Une résidence en résidence
Dans cette exposition l’ambition est de présenter les travaux réalisés au cours des printemps 2015 et 2016 par les onze artistes invités et de restituer l’esprit des Ateliers des Arques. *
L’exercice à priori difficile a été rendu possible parce que les artistes avaient d’entrée de jeu travaillé à la fois dans l’espace public et dans les espaces intérieurs.
Les films documentaires réalisés à l’occasion des deux éditions par Paul Bourdoncle puis Pierre Aragon, sont présentés en introduction à l’exposition.
David Coste avait recouvert aux Arques le mur pignon de l’atelier de Zadkine d’une bâche imprimée de la photographie agrandie du mur. Il la réutilise ici pour en faire les murs d’une grotte (thème récurrent dans son travail). L’installation est complétée de cinq dessins réalisés au cours de sa résidence, mixant des images de deux films d’aventure, avec des détails de constructions ou de paysages relevés aux Arques et alentours.
La sculpture de Julia Cottin consistait en une sorte de moucharabié filtrant le paysage en bordure du village, formé par l’empilement de moulages d’éléments décoratif empruntés aux maisons et à l’église. Elle réarticule ici ces formes modulaires en trois combinaisons qu’elle dispose dans l’espace de l’exposition.
En contrepoint des panneaux miroirs sombres qu’il avait planté en extérieur pour refléter en fonction de la lumière du soleil, un paysage de bordures, Eric Hurtado a ausculté, muni de son appareil photo, cette même limite indécise entre l’espace bâti et l’espace nature entourant le village des Arques. Il résume cet arpentage en douze photographies, nombre symbolique de son cheminement.

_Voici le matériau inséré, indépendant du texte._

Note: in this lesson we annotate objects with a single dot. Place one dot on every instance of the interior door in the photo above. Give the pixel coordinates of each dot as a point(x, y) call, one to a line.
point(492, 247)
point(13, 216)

Niek Van de Steeg présente les dessins préparatoires de la tour signal ou tour des vents qu’il avait construite à l’un des accès du village, ainsi que d’autres tableaux restituant les travaux d’enquête et de recensement menés pendant la résidence, sur les ressources du pays et sur quelques uns de ses acteurs.
Laurent Kropf a vécu son séjour en touriste un peu ethnologue, au moins en esprit curieux. Il en a résulté des peintures et des objets qui sont comme autant de notations d’émotions ou de réminiscences, à la manière d’un voyageur qui collectionne des cartes postales pour conserver le souvenir d’un lieu dans la durée. Ceux qu’il rassemble ici constituent la quasi totalité de l’installation présentée aux Arques.
Séverine Hubard a été fascinée, dès la première nuit passée aux Arques, par la beauté et l’ampleur de la voute étoilée. De cette impression renouvelée, sont nées les « Komets » dont elle a ponctué l’espace public et qui ponctuent ici l’espace d’exposition. Comme aux Arques, une constellation de diodes piquées sur des pelouses en bordure de Meymac s’allumeront à la tombée de la nuit.
Mathias Tujague réanime, comme le ferait un archéologue, sur une table de présentation dont le plateau traité en faux marbre rappelle l’estrade qu’il avait dressé sur la place devant la mairie des Arques, des débris de son installation et les concrétions colorées qui l’accompagnaient pour former une allégorie du pouvoir et de sa fragilité. Deux travaux plus récents complètent cette proposition.
Jérémy Laffon réinstalle dans l’espace d’exposition son tronc d’arbre à chewing gum et ce qu’il appelle une « décharge propre ». Un assemblage ordonné de rebuts métalliques sablés, qu’il a collectés dans les décharges sauvages autour des Arques. Geste ironique d’un retour pédagogique au pollueur, du polluant dépollué.
Sa vidéo et celle de Julien Crépieux, mettant toutes les deux à contribution la population locale, complètent en esprit et dans sa spatialité la restitution de cette résidence. La première (celle de Jérémy Laffon), réalisée en 2016, est le film d’un match de foot (qui tient presque autant de la soule) ludique et parodique, disputé dans un bois, au milieu des arbres, entre quelques-uns des artistes et des gens des Arques d’un côté et de l’autre une équipe locale. La seconde (celle de Julien Crépieux) tournée lors de la cession de 2015, dans une prairie, à la tombée du jour, fait référence au feu de la Saint Jean, héritier des rites agraires et du culte solaire.
Quant aux deux peintres, l’un Mathieu Cherkit présente ici l’escalier à vis du presbytère et ouvre une fenêtre sur les Arques d’aujourd’hui, l’autre Giulia Andreani, travaille sur Valentine Prax, compagne de Zadkine et artiste elle-même. Elle aborde la période occultée des maquis et de la résistance et ré-ouvre les volets clos sur le monde d’avant et les pans des mémoires individuelles ou collectives, dissimulées.
* texte extrait du journal de l'exposition.